The Ministry of Transport is proposing changes to the Vehicle Mass and Dimension (VDAM) Rule, which controls maximum allowable weights and sizes of trucks on New Zealand roads. You can read our submission here, and make your own submission online here. A pro-forma submission which you can edit is here. Our general comments are:
This discussion document appears in some cases not to be written objectively and is limited in scope. Not taking rail and sea modes into consideration at the same-time highlights weaknesses in the benefits and risks evaluations provided by the Ministry of Transport.
While road transport is important to the economy, rail and coastal shipping are both currently under utilised and offer potential productivity benefits which MoT need to take into consideration.

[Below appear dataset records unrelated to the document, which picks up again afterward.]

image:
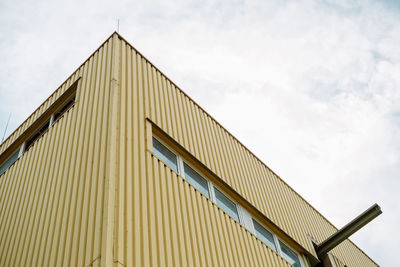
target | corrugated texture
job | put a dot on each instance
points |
(147, 93)
(89, 192)
(51, 199)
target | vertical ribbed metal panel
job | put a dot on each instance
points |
(146, 92)
(90, 187)
(51, 199)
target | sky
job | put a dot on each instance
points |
(311, 87)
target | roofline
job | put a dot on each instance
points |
(219, 124)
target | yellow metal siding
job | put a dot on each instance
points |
(51, 199)
(90, 192)
(212, 145)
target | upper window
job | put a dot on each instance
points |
(264, 235)
(13, 158)
(179, 164)
(163, 153)
(289, 255)
(196, 180)
(39, 127)
(226, 204)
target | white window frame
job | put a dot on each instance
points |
(245, 218)
(179, 165)
(290, 247)
(19, 151)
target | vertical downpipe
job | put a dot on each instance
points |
(107, 254)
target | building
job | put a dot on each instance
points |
(119, 167)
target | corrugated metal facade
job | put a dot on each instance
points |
(91, 191)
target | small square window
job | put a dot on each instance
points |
(264, 235)
(196, 180)
(10, 161)
(165, 154)
(226, 204)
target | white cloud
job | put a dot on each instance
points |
(317, 84)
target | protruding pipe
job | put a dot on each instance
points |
(348, 230)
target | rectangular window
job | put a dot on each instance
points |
(196, 180)
(226, 204)
(165, 154)
(63, 109)
(264, 235)
(289, 255)
(37, 135)
(10, 161)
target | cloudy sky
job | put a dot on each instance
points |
(311, 87)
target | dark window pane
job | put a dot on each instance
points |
(226, 204)
(8, 162)
(196, 180)
(165, 155)
(264, 235)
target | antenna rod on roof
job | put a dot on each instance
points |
(5, 130)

Many of the changes proposed in this document offer extremely low economic benefits while at the same time it fails to quantify the costs involved in the required infrastructure upgrades. Therefore, submitters are not in a position to make correct decisions as they lack all the information they require.
It would appear safety, environmental factors, direct and indirect costs of truck accidents are not fully taken into account by this document, when it is obvious they must be. According to MoT figures in 2014 trucks accounted for 67 road deaths (23% of all road deaths). Since 1990 truck related road deaths have increased from 14% to 23% of all road deaths. During 2010-14 35% of all fatal truck crashes and 58% of minor injury truck crashes were caused by truck operators. These shocking statistics imply that the trucking industry urgently needs to improve its standards. MoT data shows that when a car collides with a truck, car occupants represent 96% of deaths, 89% of all serious injuries and 83% of minor injuries. The proposals in this document to increase width, heights and mass loadings in this document do nothing to mitigate these worrying statistics.
“The NZ Injury Prevention Outcomes Report – June 2015” released by the Accident Compensation Corporation states that the total costs of all road crashes in 2010 was $2.23 billion dollars and 18% of that figure was directly attributable to the trucking industry. When the insignificant 30 year economic benefits, as mentioned in this document, are taken into account it is clear that most of the proposals are not worth pursuing when measured against the costs trucking related crashes have alone on other road users and society as a whole.
Trucks cause over 99% of damage to the road network, yet only cover 58% of road maintenance costs through Road User Charges. Other motorists, taxpayers and ratepayers are effectively subsidising this industry to the tune of billions of dollars every year. When compared to rail which covers 84% of its operating costs and must pay 100% of the its maintenance costs it would be sensible for the MoT to be putting more resources into promoting freight to be moved by rail instead of by road where possible.
The Campaign for Better Transport recommends that many of the proposals are put on hold until the MoT is in a position to provide the detail we have highlighted as being necessary. Basing decisions on the information contained (and omitted) within this discussion document makes little sense and brings the credibility into question of both the MoT and the Minister.
It is suggested that a comprehensive economic evaluation of all the benefits and costs of the changes proposed here be undertaken by a reputable and independent (preferably overseas based) economic research consultants. It is only in this way that a credible evaluation can be made of the benefits or otherwise to New Zealand of these proposals.